Picking up on this last point provides the perfect basis to ask whether statistics functions more as a tool than as a stand-alone science. To better assess this, it is beneficial to first recap the scientific approach. Scientific endeavor, irrespective of discipline, adheres for the most part to a single, stepwise paradigm: (1) pick an interesting phenomenon, (2) generate a set of hypotheses and make specific predictions under each, (3) gather data (whether experimental or natural) to test these, (4) analyze this data, and (5) draw conclusions and speculations from the results. So the ‘tool’ rather than ‘stand-alone science’ argument stems from the idea that the field (Statistics) constitutes but one step (4) of this paradigm, rather than the entire paradigm being applicable to the field! In other words, before choosing the right kind of test or model (4), it is imperative to know what it is to be tested (1-3)! This may largely depend on the skill with which facts are handled to generate questions, or testable hypotheses.

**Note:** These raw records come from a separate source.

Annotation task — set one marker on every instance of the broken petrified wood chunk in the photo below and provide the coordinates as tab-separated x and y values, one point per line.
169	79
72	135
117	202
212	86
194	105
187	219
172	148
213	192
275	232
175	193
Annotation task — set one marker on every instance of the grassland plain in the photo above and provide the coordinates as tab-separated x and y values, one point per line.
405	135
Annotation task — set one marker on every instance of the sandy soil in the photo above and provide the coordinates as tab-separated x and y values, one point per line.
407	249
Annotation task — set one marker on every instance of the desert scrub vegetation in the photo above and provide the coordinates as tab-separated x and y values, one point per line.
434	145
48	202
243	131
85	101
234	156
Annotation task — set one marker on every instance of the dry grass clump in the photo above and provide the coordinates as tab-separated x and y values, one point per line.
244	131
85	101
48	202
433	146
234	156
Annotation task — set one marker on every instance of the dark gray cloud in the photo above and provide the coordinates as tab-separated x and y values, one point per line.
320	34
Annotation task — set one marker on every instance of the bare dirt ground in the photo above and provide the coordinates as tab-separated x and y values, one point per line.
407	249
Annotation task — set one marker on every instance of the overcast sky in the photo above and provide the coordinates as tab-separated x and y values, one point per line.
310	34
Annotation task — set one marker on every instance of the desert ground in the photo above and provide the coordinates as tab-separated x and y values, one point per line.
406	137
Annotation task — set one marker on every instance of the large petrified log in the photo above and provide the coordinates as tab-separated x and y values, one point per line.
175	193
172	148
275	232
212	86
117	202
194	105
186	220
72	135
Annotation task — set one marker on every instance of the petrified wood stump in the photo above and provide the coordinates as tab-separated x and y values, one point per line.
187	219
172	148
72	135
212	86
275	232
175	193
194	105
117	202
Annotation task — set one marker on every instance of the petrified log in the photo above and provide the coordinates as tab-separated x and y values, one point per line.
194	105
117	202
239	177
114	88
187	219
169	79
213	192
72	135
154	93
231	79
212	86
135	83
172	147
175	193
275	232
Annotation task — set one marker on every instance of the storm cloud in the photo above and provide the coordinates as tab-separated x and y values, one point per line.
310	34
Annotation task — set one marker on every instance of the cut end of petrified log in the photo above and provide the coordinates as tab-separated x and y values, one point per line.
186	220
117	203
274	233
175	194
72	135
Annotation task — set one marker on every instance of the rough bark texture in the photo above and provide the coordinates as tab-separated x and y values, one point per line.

Yet scientific phenomena are seldom set in stone. For instance, new postulates are constantly being added even to well-established theories like natural selection, based on exploratory studies of hitherto poorly understood systems. To better understand such novel systems, researchers have to abandon the step-wise paradigm, and ‘boldly go where no one has gone before’. So they resort to throwing the kitchen’s sink, or assessing the impact of several possible factors that might affect an outcome, rather than designing and testing specific statistical equations (or models) that are constructed based on informed hypotheses. For instance, say that a completely novel infectious pathogen has recently been isolated from some animals within a wildlife population. Without any prior information on the pathogen, it is impossible to construct specific hypotheses. Instead, investigators would have to ‘explore’ a wide variety of possibilities – environmental infection, types of contact with other animals, potential insect carriers or transmitters, to name a few -- that may have influenced the outcome of why some individuals were infected and others were not. In such cases, statistical analysis, rather than being informed by hypothesis construction, actually facilitates subsequent hypothesis construction that may be more generally applicable to similar types of pathogens and wildlife populations in the future. But does that swing the pendulum back in the direction of statistics holding its ground as a unique science? Only if the definition: “Statistics: the science of throwing the kitchen’s sink” has a serious ring to it! Here statistics ventures into the art realm. Still functioning as a tool, statistical knowledge in such contexts additionally involves the skill with which a researcher decides how best to represent the effects of an entire suite of characteristics that may affect a desired outcome. Diagnostic plots, graphs, and charts that help better visualize what is going on will precede mathematical equations and models. These are constructed much later and after some basic knowledge about the system is gleaned.

          In both the above-described approaches, the tool-rather-than-stand-alone-science argument does have a strong case. Yet rather than just solving equations or manipulating numbers like mathematicians, Statisticians have to, at some juncture, take a couple of steps back to formulate the equations themselves. So concluding that statistical knowledge is more of a tool does not in any way belie its significance (pun intended). This set of tools are unique in that they don’t merely involve being proficient with numbers, possessing a strong background in mathematics, or being skilled at coding in Python or R. It is, in equal if not greater measure, about possessing adequate scientific knowledge about a study-system, the skill of hypothesis construction, and the art of handling scientific novelty. Just as it is difficult to see statistics standing on its own without testable scientific phenomena, doing good science is also inextricably linked to embracing the means-to-an-end numbers game.